Fotomaç yazarı Hüseyin Özkök, yazısında "Tangocular ikinci yarıya ise yoğun baskıyla başladı. Ancak Meksika o kadar iyi savunma yapıyordu ki, ceza sahasının içine ne bir pasa ne de bir ortaya geçit vermiyorlardı. Taa ki 64. dakikaya kadar. O dakikaya kadar sadece tek isabetli şut çeken Arjantin'de sahneye kaptan Messi çıktı. Ve ceza sahası önünde aldığı topta kaleyi gördüğü anda vurarak adeta yoktan bir gol var etti. Bu golün ardından Arjantin'e güven geldi ve çok daha rahat oynamaya başladı. Meksika'nın üzerlerine gelmesinden faydalanarak tehlikeli kontralar yaptılar. 87'de Fernandez nefis golüyle fişi çekti ve umutları son maça taşıdı." değerlendirmesini yaptı.
Fanatik yazarı Erman Özgür bugünkü köşesinde, "Son 20 dakikada Meksika yüklenmeye çalışsa da beceri konusunda kısıtlı forvet hattı pozisyon üretmekte zorlandı. Arjantin yaşadığı büyük şokun etkilerini sonuna kadar hissettiği maçta Messi'nin pasında Fernandez ile 2. golü de bularak çok önemli bir maçı kazanmayı başardı. Messi ise bir kaptanın, saha içi liderinin, bir dünya yıldızının yapması gereken işi yaptı. Arkadaşları pek eşlik etmese de bulduğu fırsatı klas bir golle değerlendirerek maçın kahramanı oldu. Hali hazırda bu maç ya da bu turnuva bitmiş olsaydı da değişmeyecek bir gerçek var. Messi dünyanın en yetenekli oyuncusu ve bu gerçek, günlük performanslara bağlı değil ve değişmeyecek." düşüncesini dile getirdi.

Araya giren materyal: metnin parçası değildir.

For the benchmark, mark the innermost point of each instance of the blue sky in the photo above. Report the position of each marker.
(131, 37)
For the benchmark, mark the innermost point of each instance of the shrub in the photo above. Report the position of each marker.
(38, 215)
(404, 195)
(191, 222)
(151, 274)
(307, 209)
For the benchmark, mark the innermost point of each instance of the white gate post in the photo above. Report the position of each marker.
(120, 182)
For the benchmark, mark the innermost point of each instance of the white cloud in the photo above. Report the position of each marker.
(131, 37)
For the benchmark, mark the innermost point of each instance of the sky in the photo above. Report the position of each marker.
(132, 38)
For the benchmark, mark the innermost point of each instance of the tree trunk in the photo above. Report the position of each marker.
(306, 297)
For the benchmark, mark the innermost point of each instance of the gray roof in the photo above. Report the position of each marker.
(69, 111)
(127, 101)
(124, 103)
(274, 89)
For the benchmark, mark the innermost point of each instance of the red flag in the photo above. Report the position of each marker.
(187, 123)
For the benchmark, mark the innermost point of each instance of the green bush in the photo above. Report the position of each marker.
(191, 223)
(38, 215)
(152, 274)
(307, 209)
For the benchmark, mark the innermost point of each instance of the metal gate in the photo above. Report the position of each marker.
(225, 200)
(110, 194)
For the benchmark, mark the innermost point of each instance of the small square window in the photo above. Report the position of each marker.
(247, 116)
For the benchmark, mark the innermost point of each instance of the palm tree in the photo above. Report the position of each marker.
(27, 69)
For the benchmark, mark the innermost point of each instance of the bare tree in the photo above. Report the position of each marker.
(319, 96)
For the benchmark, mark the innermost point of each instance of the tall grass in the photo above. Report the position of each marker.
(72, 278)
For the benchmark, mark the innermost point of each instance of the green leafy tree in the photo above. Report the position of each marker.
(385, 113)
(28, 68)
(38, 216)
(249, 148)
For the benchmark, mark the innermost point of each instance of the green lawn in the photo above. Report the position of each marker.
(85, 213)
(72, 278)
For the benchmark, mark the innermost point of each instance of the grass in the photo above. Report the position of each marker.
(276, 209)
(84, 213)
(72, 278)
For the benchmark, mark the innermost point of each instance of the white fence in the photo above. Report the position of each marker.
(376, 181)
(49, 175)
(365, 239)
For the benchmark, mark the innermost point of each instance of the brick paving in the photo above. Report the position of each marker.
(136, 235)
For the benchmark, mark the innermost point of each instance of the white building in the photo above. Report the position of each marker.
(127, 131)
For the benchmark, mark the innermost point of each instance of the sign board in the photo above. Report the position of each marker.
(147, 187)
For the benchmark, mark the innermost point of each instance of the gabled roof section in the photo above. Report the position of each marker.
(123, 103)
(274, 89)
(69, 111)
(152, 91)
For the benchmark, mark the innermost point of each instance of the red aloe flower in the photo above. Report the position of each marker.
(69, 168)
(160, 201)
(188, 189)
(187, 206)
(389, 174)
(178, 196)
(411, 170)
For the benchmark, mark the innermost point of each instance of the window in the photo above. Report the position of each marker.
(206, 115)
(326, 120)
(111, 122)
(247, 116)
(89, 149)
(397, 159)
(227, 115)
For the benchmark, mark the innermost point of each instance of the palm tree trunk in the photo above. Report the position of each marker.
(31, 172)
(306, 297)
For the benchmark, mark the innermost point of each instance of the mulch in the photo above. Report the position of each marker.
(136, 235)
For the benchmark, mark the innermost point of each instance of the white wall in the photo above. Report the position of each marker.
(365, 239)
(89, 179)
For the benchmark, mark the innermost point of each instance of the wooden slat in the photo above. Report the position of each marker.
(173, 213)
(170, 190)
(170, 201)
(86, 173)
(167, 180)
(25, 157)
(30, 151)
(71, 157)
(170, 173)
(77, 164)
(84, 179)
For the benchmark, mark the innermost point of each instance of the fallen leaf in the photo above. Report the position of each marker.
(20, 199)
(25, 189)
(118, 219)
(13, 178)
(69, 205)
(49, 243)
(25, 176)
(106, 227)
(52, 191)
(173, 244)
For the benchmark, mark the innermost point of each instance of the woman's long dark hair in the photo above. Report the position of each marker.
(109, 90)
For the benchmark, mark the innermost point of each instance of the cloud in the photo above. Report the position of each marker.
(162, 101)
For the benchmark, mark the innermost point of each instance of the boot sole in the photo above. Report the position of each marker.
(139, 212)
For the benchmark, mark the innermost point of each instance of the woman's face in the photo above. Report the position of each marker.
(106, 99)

Sabah yazarı Ömer Üründül de bugünkü yazısında, "İkinci yarıda işin ciddiyetini anlayan Arjantin, yüksek tempoyla oyunu karşı alana yıktı. Meksika da ilk yarının aksine tamamen 18'in önüne kapandı. İş bu katı savunmayı aşmaktı. Nihayet sahneye yıldız Messi çıktı. İlk defa şut şansı bulduğunda mükemmel bir vuruşla takımını öne geçirdi. Sonra Arjantin oyundaki üstünlüğünü devam ettirdi ve ikinci golü bularak rahatladı. Polonya maçında da Arjantin'in kazanıp yoluna devam edeceğini düşünüyorum. Bu grupta en düşük şansa sahip Meksika... Arjantin'de en büyük hayal kırıklığı ise önemli santrfor Martinez'di." ifadesini kullandı.